Member of the Chamber of Deputies
- In office 15 May 1926 – 15 May 1930
- Constituency: 15th Departamental Circumscription

Personal details
- Born: 15 July 1894 Chillán, Chile
- Died: 29 June 1951 (aged 56) Santiago, Chile
- Party: Liberal Party
- Spouse: María Teresa Pagueguy
- Parent(s): Juan de Larraechea Cecilia Herrera
- Education: University of Chile
- Occupation: Politician, Lawyer

= Mario de Larraechea =

Chilean politician

Mario De Larraechea Herrera (15 July 1894 – 29 June 1951) was a Chilean politician and lawyer who served as a deputy in the Chamber of Deputies representing the 15th Departamental Circumscription.

== Biography ==
He was born on 15 July 1894 in Chillán, Chile, the son of Juan de Larraechea Gerricoechavarría and Cecilia Herrera Vega. He married María Teresa Pagueguy Cisternas, and they had six children.

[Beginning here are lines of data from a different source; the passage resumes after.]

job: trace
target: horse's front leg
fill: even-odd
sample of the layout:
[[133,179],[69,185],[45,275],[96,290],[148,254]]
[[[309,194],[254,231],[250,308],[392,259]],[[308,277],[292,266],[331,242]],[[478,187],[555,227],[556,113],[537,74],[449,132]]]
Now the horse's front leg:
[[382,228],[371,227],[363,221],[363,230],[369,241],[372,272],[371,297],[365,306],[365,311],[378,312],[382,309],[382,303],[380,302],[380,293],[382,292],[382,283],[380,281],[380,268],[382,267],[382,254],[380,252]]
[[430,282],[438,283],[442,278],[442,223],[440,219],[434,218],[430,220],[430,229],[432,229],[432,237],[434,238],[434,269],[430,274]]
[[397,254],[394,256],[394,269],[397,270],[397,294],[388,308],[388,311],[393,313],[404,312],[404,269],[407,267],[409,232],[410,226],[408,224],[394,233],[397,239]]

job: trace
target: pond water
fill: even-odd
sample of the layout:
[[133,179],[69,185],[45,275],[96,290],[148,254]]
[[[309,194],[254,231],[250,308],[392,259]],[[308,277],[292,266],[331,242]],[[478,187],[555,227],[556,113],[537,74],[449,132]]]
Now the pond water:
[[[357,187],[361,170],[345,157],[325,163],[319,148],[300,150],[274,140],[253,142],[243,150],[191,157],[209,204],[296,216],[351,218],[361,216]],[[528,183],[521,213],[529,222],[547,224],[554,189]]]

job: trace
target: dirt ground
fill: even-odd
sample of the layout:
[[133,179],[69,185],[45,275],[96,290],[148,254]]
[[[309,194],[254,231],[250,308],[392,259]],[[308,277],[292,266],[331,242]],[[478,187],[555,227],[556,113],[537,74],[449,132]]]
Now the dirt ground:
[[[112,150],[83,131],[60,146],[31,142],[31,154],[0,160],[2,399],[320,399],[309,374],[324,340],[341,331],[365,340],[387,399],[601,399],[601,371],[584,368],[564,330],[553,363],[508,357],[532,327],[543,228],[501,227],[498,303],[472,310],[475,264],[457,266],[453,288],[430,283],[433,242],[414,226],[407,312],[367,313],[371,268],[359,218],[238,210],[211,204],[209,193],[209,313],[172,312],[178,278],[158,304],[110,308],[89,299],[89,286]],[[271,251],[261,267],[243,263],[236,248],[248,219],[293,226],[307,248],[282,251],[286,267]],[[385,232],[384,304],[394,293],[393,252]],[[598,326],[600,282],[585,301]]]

He completed his secondary studies at the Liceo de Aplicación in Santiago, Chile and the Liceo of Chillán, Chile. He studied law at the University of Chile, graduating in 1916 with the thesis De las lesiones ante nuestra legislación penal.

Professionally, he worked at the Intendencia of Ñuble between 1918 and 1921 and practiced law in Chillán until 1930. He also served as manager of the newspaper El Día of Chillán. After his diplomatic service, he worked as a lawyer at the Contraloría General de la República until 1948 and later as fiscal de cuentas until 1951.

== Political career ==
A member of the Liberal Party, he was elected deputy for the 1926–1930 legislative period, representing the 15th Departamental Circumscription (San Carlos, Chillán, Bulnes y Yungay). During his term he served on the Permanent Commission of Constitutional Reform and Rules.

In 1931 he was appointed Intendente of Ñuble and subsequently served as Consul of Chile in Belgium between 1931 and 1935.